From the opening shot of Krisha, this month’s First Friday Art Film offering from the Vashon Film Society, the viewer gets the feeling of being dragged by a locomotive that’s about to go off the tracks. Krisha arrives at her sister’s home for Thanksgiving with part of her dress caught in the car door. The camera follows her as she makes her way to the front porch with reckless determination, where she nervously prepares to see the family she abandoned years earlier. Stilted hugs and wary welcomes greet her, leaving one with a sense that Krisha is the black sheep of this family, and yet here she is, home for the holidays and hoping for an opportunity to mend fences.
The film won both the Grand Jury and Audience Awards at the 2015 South-by-Southwest Film Festival and was an official selection of Critics Week at the 2015 Cannes Film Festival. Krisha won the John Cassavetes Award at this year’s Independent Spirit Awards and its theatrical release in March has led to rave reviews from the New York Times, Vanity Fair, Rolling Stone, Variety, the Washington Post and dozens of other publications.
Krisha marks the stunning directorial debut of 27-year-old Trey Edward Shults, who shot the film in nine days in his parents’ Texas home. He cast friends and family in key roles, including the role of Krisha herself, played by Shults’ aunt, Krisha Fairchild, a former Seattle voice actor who had ostensibly retired to a quiet life in San Miguel de Allende, Mexico. Now, after receiving universal accolades for her performance, Fairchild has a new manager and is leaving the door open to renewing her acting career, with careful attention paid to the types of roles she might be offered.
“I’m old!” Fairchild told Rolling Stone. “I have maybe ten years at best left to act. So I’m saying ‘bring it.’ If you have a character that’s multi-dimensional, that speaks well for women who look real, just bring it.”

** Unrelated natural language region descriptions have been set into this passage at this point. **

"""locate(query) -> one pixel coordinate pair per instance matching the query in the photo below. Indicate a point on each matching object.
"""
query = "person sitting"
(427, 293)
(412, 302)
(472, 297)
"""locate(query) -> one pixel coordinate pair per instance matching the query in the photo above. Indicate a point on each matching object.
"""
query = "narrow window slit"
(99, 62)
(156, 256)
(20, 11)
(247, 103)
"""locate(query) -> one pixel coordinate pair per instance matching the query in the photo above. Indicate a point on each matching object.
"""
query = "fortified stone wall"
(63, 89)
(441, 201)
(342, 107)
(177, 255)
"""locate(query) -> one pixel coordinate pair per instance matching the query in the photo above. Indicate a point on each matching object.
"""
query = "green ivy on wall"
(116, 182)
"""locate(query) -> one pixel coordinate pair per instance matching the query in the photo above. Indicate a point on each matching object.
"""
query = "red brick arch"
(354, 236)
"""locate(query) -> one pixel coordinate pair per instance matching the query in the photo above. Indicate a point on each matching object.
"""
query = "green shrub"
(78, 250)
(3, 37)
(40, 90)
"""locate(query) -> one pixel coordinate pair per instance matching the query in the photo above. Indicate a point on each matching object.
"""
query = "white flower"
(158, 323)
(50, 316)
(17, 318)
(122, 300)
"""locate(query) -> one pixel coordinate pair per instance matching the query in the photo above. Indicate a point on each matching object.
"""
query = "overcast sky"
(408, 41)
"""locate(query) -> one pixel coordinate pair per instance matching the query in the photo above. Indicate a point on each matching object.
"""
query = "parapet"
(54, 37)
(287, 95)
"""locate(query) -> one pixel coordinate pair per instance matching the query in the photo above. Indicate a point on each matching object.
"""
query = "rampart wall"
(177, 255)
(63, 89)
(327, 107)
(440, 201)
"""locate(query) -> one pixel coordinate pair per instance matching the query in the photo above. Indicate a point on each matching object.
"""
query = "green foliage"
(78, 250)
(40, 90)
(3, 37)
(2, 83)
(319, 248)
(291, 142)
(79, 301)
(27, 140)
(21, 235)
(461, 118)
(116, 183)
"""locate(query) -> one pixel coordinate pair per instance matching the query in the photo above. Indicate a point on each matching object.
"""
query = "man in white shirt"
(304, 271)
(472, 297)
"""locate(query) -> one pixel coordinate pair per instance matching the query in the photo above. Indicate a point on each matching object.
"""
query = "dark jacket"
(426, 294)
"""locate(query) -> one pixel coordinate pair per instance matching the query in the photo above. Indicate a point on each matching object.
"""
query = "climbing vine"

The film is a tale of addiction, love, family and forgivenesss, with deep personal meaning for each family member in the cast. Fairchild’s niece (and Shults’ cousin), Nica, relapsed and passed away shortly after a similar holiday incident several years ago.
“I didn’t want to look at or talk to her,” confessed Shults. “It felt like a slow-motion train wreck.”
Marked by complex tonal shifts (the film moves from dark humor to deep pathos to almost horror movie-like intensity), Shults displays a mastery of camerawork that belies his age. Many have compared his virtuosity to Terrence Malick, with whom Shults worked on multiple projects.
After the 9:30pm First Friday screening at the Vashon Theatre on May 6th, Vashon Film Society hopes to connect with Krisha Fairchild from her home in Mexico for a brief Q and A session. Admission to the show is $7.